Я рассмеялся от души, что, кстати, случается довольно редко, и заметил:
— Клянусь Аллахом, ты обманулся, старик!
Хамада озабоченно произнес:
— Мне приснился удивительный сон про тебя!
— Да?
— Ты ехал на осле, а голова твоя была обмотана куском ткани. Потом ты подбросил эту тряпку в воздух и стал пятками подгонять осла. Я спросил, куда ты едешь, а ты ответил, что собрался совершить малый хадж[25].
— И ты можешь как-нибудь истолковать этот сон?
— Конечно… Впереди тебя ждет что-то очень хорошее, и ты должен отбросить напрасные сомнения!
Во всяком случае, сейчас я любил этого старика, любил, как и в тот день, когда он предложил навестить Малику. Признаю, он настоящий друг в моем одиночестве. Да, если бы не он, то я обязательно уже сошел бы с ума от бесконечных разговоров с самим собой…

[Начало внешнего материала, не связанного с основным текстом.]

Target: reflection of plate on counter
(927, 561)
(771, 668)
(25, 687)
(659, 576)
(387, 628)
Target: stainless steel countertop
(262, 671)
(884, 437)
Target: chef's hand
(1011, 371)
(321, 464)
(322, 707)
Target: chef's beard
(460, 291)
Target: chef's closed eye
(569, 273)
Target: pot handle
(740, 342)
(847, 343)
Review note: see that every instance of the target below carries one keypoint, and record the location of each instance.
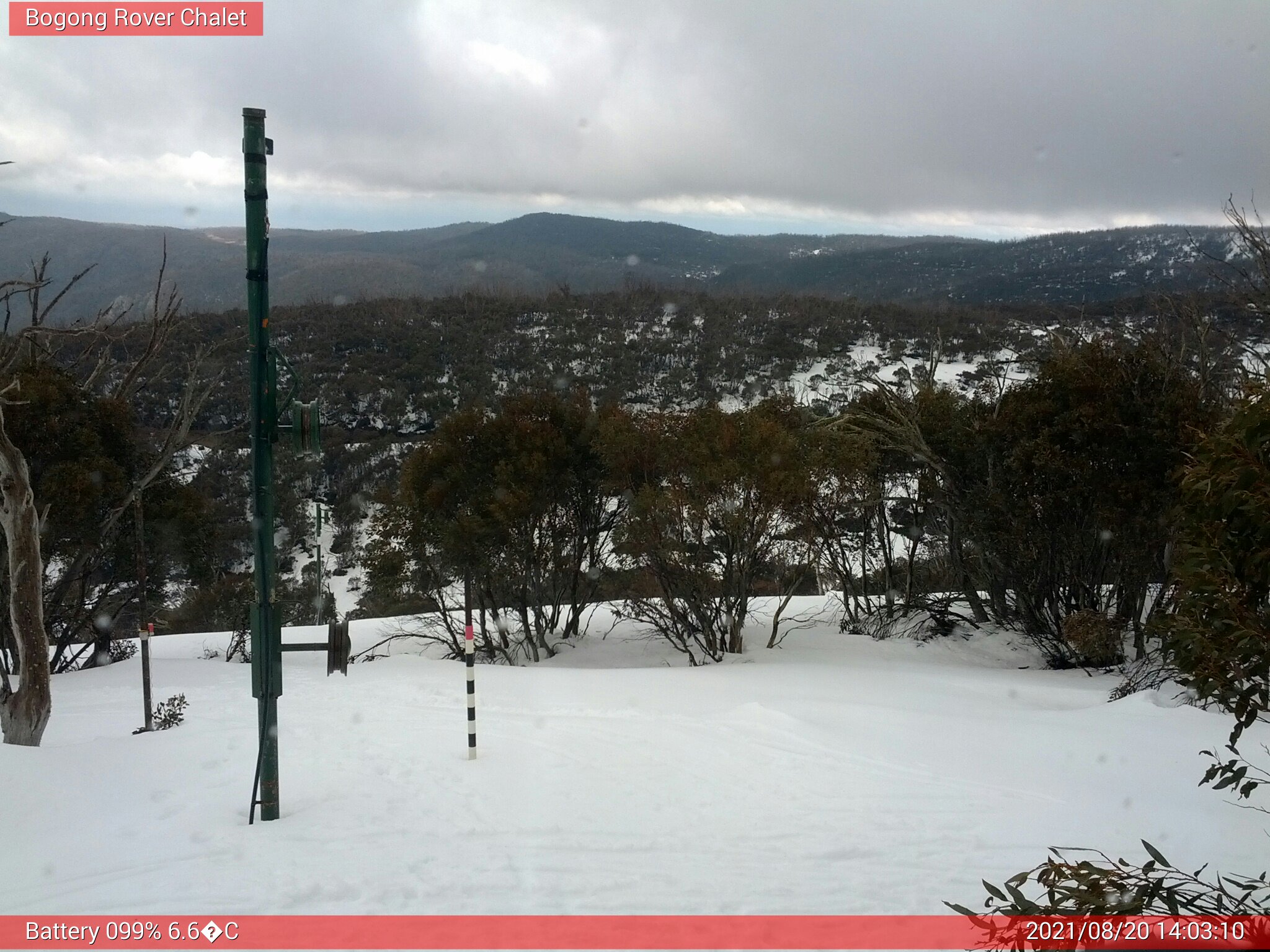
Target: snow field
(836, 775)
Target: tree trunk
(23, 712)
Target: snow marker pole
(470, 660)
(143, 611)
(145, 676)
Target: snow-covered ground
(835, 775)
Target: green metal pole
(322, 594)
(267, 648)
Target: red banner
(633, 932)
(136, 19)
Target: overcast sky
(975, 118)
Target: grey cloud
(884, 112)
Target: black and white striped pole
(470, 659)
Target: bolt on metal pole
(267, 648)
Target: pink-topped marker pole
(470, 659)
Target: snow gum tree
(56, 386)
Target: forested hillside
(544, 253)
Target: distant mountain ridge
(546, 252)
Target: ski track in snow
(835, 775)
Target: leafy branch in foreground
(1104, 886)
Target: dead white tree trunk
(23, 712)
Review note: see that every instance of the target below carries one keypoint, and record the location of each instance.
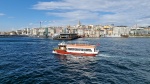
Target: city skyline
(19, 14)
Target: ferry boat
(77, 49)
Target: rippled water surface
(30, 61)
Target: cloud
(2, 14)
(120, 12)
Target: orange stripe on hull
(63, 52)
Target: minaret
(79, 23)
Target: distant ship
(76, 49)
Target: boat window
(78, 49)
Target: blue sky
(18, 14)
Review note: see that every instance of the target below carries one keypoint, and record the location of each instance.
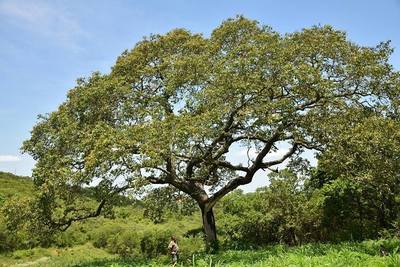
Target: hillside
(13, 185)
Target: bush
(124, 244)
(101, 236)
(154, 242)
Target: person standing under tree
(174, 250)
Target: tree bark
(210, 230)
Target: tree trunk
(209, 229)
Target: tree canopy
(172, 110)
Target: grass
(366, 253)
(13, 185)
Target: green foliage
(164, 200)
(173, 107)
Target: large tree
(176, 107)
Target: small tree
(175, 107)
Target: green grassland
(365, 253)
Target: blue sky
(46, 45)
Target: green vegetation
(175, 108)
(172, 112)
(366, 253)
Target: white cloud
(39, 17)
(9, 158)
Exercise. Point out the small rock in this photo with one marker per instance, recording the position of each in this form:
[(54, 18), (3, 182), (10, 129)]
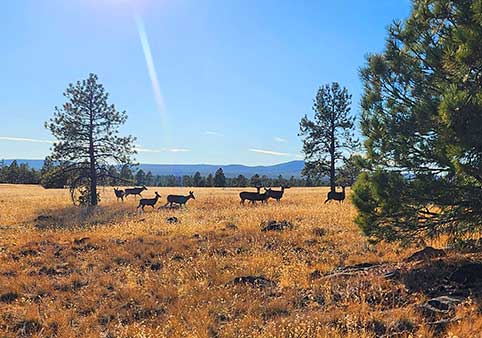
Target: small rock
[(469, 274), (426, 254), (357, 267), (316, 274), (44, 218), (156, 266), (257, 281), (231, 226), (395, 274), (27, 327), (8, 297), (320, 232), (177, 258), (81, 240), (28, 252), (440, 305), (276, 226)]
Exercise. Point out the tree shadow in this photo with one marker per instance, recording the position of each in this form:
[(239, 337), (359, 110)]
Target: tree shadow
[(78, 217)]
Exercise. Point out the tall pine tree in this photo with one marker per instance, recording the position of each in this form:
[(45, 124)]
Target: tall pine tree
[(330, 134), (422, 117), (87, 131)]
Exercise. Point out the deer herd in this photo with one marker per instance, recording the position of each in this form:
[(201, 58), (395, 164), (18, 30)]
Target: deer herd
[(251, 196)]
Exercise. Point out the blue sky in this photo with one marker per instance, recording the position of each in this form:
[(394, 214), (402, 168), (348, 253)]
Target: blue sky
[(235, 77)]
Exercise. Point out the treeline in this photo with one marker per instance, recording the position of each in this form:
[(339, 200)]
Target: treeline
[(18, 173), (52, 176)]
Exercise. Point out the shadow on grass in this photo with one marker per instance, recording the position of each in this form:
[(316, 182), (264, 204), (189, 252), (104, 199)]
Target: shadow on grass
[(79, 217)]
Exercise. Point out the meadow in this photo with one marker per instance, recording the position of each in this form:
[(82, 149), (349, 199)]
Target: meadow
[(116, 272)]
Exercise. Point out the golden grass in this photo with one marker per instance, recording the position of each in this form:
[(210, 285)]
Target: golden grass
[(116, 272)]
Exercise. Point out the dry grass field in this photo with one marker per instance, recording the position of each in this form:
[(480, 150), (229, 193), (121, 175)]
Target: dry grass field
[(115, 272)]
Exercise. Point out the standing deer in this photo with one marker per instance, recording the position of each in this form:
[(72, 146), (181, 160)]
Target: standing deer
[(148, 201), (134, 191), (119, 193), (276, 194), (336, 196), (179, 199), (254, 196)]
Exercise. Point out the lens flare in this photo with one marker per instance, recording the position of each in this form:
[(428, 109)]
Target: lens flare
[(151, 67)]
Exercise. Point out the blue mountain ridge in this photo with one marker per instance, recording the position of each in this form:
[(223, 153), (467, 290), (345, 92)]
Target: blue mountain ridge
[(287, 169)]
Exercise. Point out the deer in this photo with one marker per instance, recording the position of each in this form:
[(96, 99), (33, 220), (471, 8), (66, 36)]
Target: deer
[(119, 193), (254, 196), (336, 196), (148, 201), (134, 191), (179, 199), (277, 194)]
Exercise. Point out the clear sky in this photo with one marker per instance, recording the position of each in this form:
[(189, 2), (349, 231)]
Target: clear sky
[(234, 76)]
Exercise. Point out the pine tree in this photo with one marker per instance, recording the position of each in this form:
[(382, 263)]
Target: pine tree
[(422, 117), (140, 177), (86, 129), (219, 178), (209, 180), (196, 180), (126, 174), (329, 134)]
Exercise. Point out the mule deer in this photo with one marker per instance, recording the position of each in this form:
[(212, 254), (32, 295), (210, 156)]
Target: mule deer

…А они сказали «Рискнем, и да будет с нами удача!» И мы направились в таверну. Ужин при звуках пения под мандолину, первая чаша набиза[26]. И меня понес на своих крыльях восторг, какого я никогда не испытывал. Первый волшебный и обманчивый шаг в нашей жизни, в преддверии которого — поющий восторг опьянения. Беспричинный смех овладел нами, нас захлестнула волна упоения и радости. И впервые мы безрассудно вступили на этот путь. И каждый ушел с женщиной…
Я еще не успел закрыть за собой дверь, а она уже привычным движением скинула с себя одежду. Меня охватило замешательство, сердце куда-то упало, и я словно бы погрузился в бочку со льдом. Окинув злым взглядом мою фигуру, стоящую в оцепенении около двери, она бросила: «Эй ты, я тебе не сиделка!» Когда же я вышел на свежий воздух, мой желудок яростно взбунтовался и изверг все, что в нем было. Кто-то из нашей компании сказал, что такое частенько случается в первый раз. Но и второй раз был ничуть не лучше. Тогда я понял, что нет мне счастья ни в вине, ни с этими женщинами. Где тот огонь, который разгорался в присутствии Малики?! А Али Юсуф огорчился за меня и, отчаявшись добиться успеха, заявил:
— У тебя желудок праведника, равно как и чувства…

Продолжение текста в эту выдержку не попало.